Ebû Kureyb (gâlibâ) kelimesini zikretmedi. Ve: «Bize Ebû Muâviye rivayet etti. (Dediki): Bize A'meş rivayet etti...» dedi.

 

 

(1016) وحدثنا محمد بن المثنى وان بشار. قالا: حدثنا محمد بن جعفر. حدثنا شعبة عن عمرو بن مرة، عن خيثمة، عن عدي عن حاتم، عن رسول الله صلى الله عليه وسلم ؛ أنه ذكر النار فتعوذ منها. وأشاح بوجهه. ثلاث مرار. ثم قال:

 "اتقوا النار ولو بشق تمرة. فإن لم تجدوا، فبكلمة طيبة".

 

{…}

Bize Muhammedü'bnü'l-Müsennâ ile îbni Beşşâr rivayet ettiler. (Dediler ki): Bize Muhammed b.

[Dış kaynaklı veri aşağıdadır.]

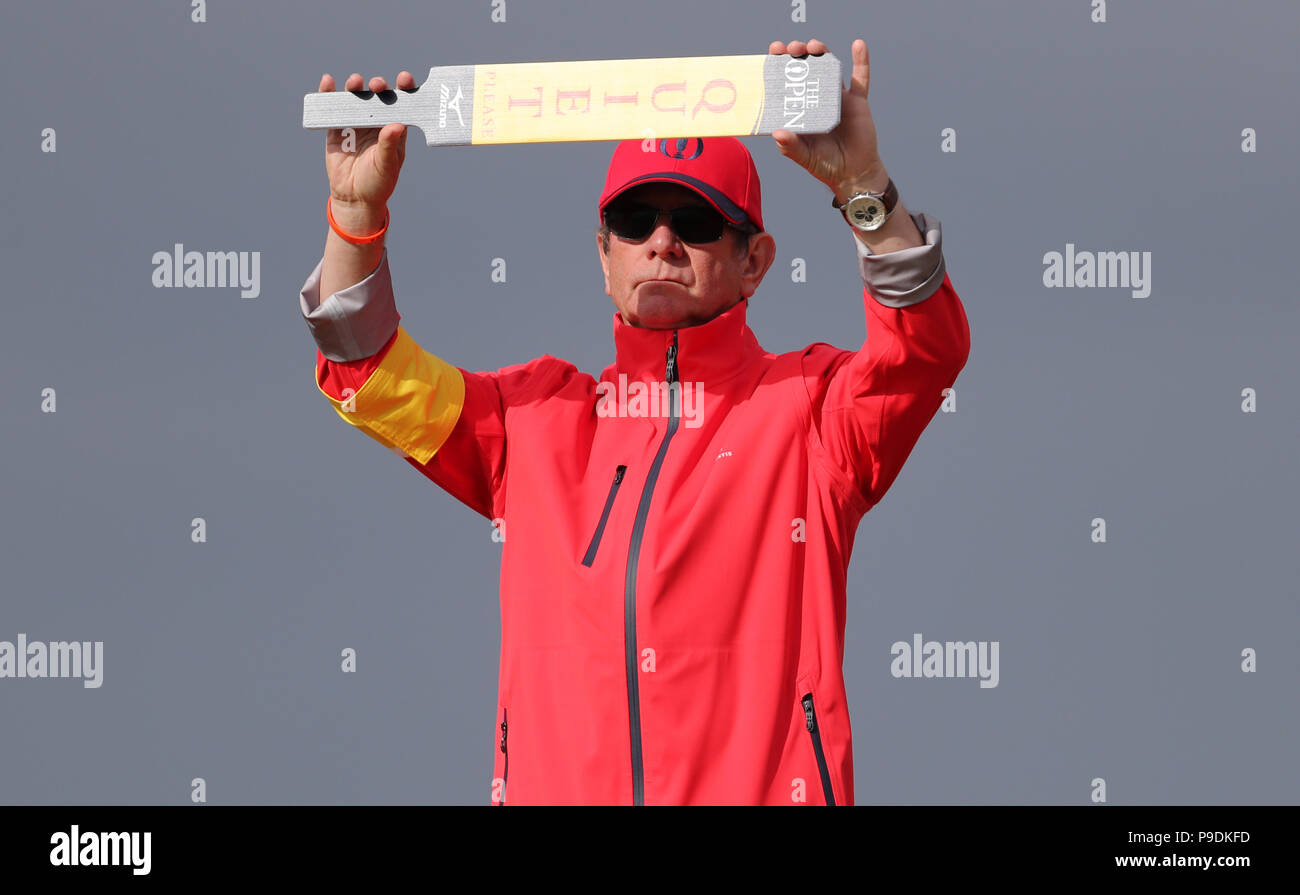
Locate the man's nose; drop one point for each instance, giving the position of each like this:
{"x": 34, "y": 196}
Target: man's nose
{"x": 663, "y": 240}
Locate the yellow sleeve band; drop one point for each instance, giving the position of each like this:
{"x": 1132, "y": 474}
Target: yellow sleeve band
{"x": 411, "y": 401}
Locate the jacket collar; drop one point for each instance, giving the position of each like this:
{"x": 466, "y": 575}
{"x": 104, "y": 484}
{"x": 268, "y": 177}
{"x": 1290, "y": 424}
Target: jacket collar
{"x": 706, "y": 353}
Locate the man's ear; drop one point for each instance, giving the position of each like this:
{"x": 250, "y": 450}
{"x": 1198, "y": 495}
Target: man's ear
{"x": 762, "y": 253}
{"x": 605, "y": 263}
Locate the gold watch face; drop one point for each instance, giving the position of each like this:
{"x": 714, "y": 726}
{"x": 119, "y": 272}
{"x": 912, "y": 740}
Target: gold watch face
{"x": 866, "y": 212}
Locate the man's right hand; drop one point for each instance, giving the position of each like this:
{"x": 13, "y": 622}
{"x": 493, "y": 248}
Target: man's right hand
{"x": 362, "y": 180}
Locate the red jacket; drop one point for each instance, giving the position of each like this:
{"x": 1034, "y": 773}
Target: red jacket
{"x": 672, "y": 587}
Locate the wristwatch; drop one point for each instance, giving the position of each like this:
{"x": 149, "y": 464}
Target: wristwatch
{"x": 869, "y": 211}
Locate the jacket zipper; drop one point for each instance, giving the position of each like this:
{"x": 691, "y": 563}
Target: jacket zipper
{"x": 629, "y": 584}
{"x": 505, "y": 773}
{"x": 810, "y": 721}
{"x": 605, "y": 515}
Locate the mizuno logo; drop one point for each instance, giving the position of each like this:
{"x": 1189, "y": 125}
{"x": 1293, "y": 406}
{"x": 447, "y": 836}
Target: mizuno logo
{"x": 447, "y": 102}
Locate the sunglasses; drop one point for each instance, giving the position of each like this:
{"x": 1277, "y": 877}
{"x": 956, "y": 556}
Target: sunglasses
{"x": 694, "y": 224}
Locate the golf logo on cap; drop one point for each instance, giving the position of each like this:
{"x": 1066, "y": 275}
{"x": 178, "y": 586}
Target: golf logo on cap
{"x": 679, "y": 147}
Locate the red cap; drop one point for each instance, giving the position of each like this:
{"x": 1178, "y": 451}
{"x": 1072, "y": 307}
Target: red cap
{"x": 718, "y": 168}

Ca'fer rivayet etti. (Dediki): Bize Şu'be, Amr b. Murra'dan, o da Hayseme'den, o da Adiyy b. Hâtim'den, o da Resulullah (Sallallahu Aleyhi ve Sellem)'den naklen rivayet etti ki, Efendimiz üç defa cehennemi anarak, ondan (Allah'a) sığınmış. Yüzü ile de sakınmış. Sonra:

 

«Yarım hurma ile bile olsa cehennemden korunun onu da bulamazsanız (hiç ofmazsa} güzel bir sözle (cehennemden sakının.)» buyurmuşlar.

 

 

İzah:

Bu hadisi Buhârî «Zekât» bahsinin bir-iki yerinde ve «Kitâbu'r-Rukaak»'da tahrîc ettiği gibi imam Ahmed, îbni Huzeyme ve Îbni Ebî'd-Dünyâ dahî muhtelif râvîlerden tahric etmişlerdir.

 

«Tercüman»: Başkasının sözünü tefsir ve îzâh eden kimsedir.

 

Aynî diyor ki: «Resulullah (Sallallahu Aleyhi ve Sellem)'in:

 

Sağına bakacak; Ahirete gönderdiği şeylerden başka bir şey göremiyecek... ilâ ahir... buyurması: Temsil kabilindendir. Çünkü insan başı dara geldiği vakit sağına soluna bakınarak yardımcı arar.»

 

Bâzıları: Bundan murâd: Kaçacak yol araması olabilir. Cehennemi gören kimse ondan kurtulmak için kaçacak bir yol arar fakat Allah'ın takdir buyurduğu cehennem yolundan başka bir şey göremez.» demişlerdir.

 

Eşâha kelimesinin mânâsı hakkında bir çok sözler söylenmiştir. İmam Halil b. Ahmed ile diğer bir takım ulemâya göre bu kelime: Uzaklaştırdı, çevirdi; mânâlarına gelir. Ekser-i ulemâya göre: Korundu ve bir işte ciddiyet gösterdi, demektir.

 

Bâzıları: gelen; diğer bâzıları: Kaçan, mânsına geldiğini; bir takımları da: Arkasındakine mâni olarak, sana doğru gelen, demek olduğunu söylemişlerdir.

 

Nevevi’ye göre: Burada bu mnâların hepsi kastedilmiş olabilir. Yâni Resulullah (Sallallahu Aleyhi ve Sellem) sanki cehennemi görüyormuş gibi korunmuş yahut cidden îzâha çalışmış veya konuşarak muhatabına yönelmiş yahut kaçan kimse gibi çekinerek cehennemden korunmayı tavsiyede bulunmuştur.

 

Güzel sözden murâd: Nasihat ve tâlim gibi şer'an tâat sayılan sözlerdir.